Observing the camp nearest my home, I witnessed the impact up close. Inadequate coverings sagged under the weight of water, mattresses floated and clothes hung damply, never fully drying. Each step reminded me how vulnerable these tents are and how close the rain and cold came to claiming life and health for countless individuals living in tents and cramped refuges.

The majority of these individuals have already been forced from their homes, many several times over. Homes are gone. Neighbourhoods leveled. Winter has arrived in Gaza, but defense against it has not. It has come without proper shelter, in darkness, devoid of warmth.

A Teacher's Anguish

As a university lecturer in Gaza, this weather is a heavy burden. My students are not mere statistics; they are faces I recognize; bright, resilient, but deeply weary. Most attend online classes from tents; others from cramped quarters where privacy is impossible and connectivity sporadic. Countless learners have already suffered personal loss. Most have seen their houses destroyed. Yet they persist in learning. Their resilience is extraordinary, but it must not be demanded in this way.

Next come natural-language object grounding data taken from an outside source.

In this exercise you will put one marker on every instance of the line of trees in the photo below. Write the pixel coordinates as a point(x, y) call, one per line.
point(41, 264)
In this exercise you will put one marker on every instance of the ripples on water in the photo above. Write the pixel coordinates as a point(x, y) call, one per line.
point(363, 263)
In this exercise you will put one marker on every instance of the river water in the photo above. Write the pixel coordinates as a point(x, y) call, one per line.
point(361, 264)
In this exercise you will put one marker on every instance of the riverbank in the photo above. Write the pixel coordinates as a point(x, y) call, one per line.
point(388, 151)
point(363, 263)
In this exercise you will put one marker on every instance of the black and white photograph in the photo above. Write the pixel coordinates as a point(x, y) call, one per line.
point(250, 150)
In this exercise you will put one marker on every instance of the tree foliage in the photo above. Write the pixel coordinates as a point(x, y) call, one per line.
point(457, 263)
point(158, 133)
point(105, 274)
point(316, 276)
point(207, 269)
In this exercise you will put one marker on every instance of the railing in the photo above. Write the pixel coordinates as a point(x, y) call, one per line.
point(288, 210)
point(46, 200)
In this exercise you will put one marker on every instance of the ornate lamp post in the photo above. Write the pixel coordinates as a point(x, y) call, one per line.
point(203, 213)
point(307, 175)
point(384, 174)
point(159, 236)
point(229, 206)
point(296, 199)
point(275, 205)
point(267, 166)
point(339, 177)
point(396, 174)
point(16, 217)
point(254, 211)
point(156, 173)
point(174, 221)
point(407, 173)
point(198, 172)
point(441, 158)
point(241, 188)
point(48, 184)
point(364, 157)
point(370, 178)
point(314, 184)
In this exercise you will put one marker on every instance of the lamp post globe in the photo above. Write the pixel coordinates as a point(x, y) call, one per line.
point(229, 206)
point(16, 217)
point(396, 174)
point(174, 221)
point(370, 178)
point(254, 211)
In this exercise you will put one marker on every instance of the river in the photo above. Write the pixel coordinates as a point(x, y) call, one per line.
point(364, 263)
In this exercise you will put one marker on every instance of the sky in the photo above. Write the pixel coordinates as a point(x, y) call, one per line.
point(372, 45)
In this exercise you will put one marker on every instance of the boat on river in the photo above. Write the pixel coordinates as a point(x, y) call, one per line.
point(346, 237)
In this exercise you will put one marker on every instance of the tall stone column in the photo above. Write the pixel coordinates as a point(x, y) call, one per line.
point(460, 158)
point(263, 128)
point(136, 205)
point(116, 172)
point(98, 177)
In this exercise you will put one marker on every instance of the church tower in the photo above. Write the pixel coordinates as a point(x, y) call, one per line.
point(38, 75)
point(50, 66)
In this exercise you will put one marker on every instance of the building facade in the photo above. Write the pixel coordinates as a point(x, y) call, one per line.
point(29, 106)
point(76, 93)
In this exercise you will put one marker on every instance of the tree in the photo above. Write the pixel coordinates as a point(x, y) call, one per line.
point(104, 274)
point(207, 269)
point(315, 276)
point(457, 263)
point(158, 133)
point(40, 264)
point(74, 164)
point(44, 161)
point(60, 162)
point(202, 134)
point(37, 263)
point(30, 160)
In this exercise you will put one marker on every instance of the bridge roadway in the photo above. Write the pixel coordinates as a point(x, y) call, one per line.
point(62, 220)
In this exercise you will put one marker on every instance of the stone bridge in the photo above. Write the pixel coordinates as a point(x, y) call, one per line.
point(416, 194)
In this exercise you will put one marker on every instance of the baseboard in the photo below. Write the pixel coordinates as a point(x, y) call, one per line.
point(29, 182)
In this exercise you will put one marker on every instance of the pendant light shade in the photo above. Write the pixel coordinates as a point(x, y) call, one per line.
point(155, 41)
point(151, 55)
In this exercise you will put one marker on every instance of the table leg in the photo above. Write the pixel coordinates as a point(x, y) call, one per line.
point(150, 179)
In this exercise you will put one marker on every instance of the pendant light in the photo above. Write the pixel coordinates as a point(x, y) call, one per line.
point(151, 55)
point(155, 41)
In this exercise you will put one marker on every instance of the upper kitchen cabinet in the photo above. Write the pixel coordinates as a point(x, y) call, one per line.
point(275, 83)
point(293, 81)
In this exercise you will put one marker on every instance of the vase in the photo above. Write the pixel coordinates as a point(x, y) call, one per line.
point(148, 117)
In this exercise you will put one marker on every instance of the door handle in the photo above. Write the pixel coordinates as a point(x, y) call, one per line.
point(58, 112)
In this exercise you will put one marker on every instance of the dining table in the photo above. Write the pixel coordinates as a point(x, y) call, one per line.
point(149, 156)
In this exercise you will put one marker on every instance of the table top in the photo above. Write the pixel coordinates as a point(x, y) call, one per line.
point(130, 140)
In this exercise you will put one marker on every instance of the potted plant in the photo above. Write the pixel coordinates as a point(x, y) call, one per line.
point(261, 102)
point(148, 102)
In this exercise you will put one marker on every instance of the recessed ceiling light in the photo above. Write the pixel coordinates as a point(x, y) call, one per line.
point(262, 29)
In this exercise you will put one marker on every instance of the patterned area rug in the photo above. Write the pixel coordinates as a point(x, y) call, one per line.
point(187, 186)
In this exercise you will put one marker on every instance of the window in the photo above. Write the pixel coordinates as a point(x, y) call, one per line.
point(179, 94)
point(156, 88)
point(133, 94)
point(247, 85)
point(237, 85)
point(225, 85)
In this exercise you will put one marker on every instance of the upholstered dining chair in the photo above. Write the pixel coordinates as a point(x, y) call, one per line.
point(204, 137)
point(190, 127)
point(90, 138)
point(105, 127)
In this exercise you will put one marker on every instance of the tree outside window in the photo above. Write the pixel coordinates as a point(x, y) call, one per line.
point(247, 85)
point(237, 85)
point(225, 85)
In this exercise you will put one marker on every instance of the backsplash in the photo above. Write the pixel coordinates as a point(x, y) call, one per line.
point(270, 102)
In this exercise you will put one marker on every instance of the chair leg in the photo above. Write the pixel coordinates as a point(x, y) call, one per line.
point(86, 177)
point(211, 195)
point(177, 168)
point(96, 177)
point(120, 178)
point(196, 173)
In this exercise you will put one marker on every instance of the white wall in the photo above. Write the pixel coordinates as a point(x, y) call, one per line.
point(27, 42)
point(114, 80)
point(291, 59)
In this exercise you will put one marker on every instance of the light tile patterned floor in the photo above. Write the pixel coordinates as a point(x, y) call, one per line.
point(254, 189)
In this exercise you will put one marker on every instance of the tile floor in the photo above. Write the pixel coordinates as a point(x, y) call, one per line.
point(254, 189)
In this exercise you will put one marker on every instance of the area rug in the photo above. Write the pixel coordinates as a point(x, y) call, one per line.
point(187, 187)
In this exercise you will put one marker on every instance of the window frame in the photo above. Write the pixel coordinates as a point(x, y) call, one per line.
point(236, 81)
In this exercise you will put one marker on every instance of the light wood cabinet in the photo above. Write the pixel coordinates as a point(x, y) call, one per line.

In Gaza, what would normally count as routine academic practices—tasks, schedules—turn into moral negotiations, influenced daily by anxiety over students’ well-being, comfort and access to shelter.

On evenings such as this, I find myself thinking about them. Are they dry? Is there heat? Could the storm have shredded through their shelter as they attempted to rest? For those still living in apartments, or the shells that are left, there is an absence of warmth. With electricity mostly absent and fuel in short supply, warmth comes primarily through wearing multiple layers and using whatever blankets are left. Even so, cold nights are unbearable. What about those living in tents?

The Humanitarian Shortfall

Agencies state that well over a million people in Gaza live in shelters. Humanitarian assistance, including insulated tents, have been insufficient. When the cyclone hit, humanitarian partners reported providing plastic sheets, tents and mattresses to a multitude of people. For those affected, however, this assistance was widely experienced as inconsistent and lacking, limited to temporary solutions that offered scant protection against prolonged exposure to cold, wind and rain. Shelters fail. Chest infections, hypothermia, and infections caused by damp conditions are increasing.

This goes beyond an surprise calamity. Winter is an annual event. People in Gaza understand this failure not as fate, but as being forsaken. People speak of how critical supplies are blocked or slowed, while attempts to fix broken houses are consistently hampered. Local initiatives have tried to improvise, to hand out tarps, yet they are still constrained by what is allowed to enter. The culpability lies in political and humanitarian. Answers are available, but are kept out.

A Symbolic Season

What makes this suffering especially agonizing is how avoidable it could have been. It is unconscionable to study, raise children, or battle sickness standing knee-high in cold water inside a tent. It is wrong for a pupil to worry about the rain damaging their precious phone. Rain reveals just how precarious existence is. It strains physiques worn down by anxiety, fatigue, and loss.

This winter occurs alongside the Christmas season that, for millions, represents warmth, refuge and care for the neediest. In Palestine, that {symbolism

Angela Munoz
Angela Munoz

A passionate gamer and tech writer with over a decade of experience covering esports and game development trends.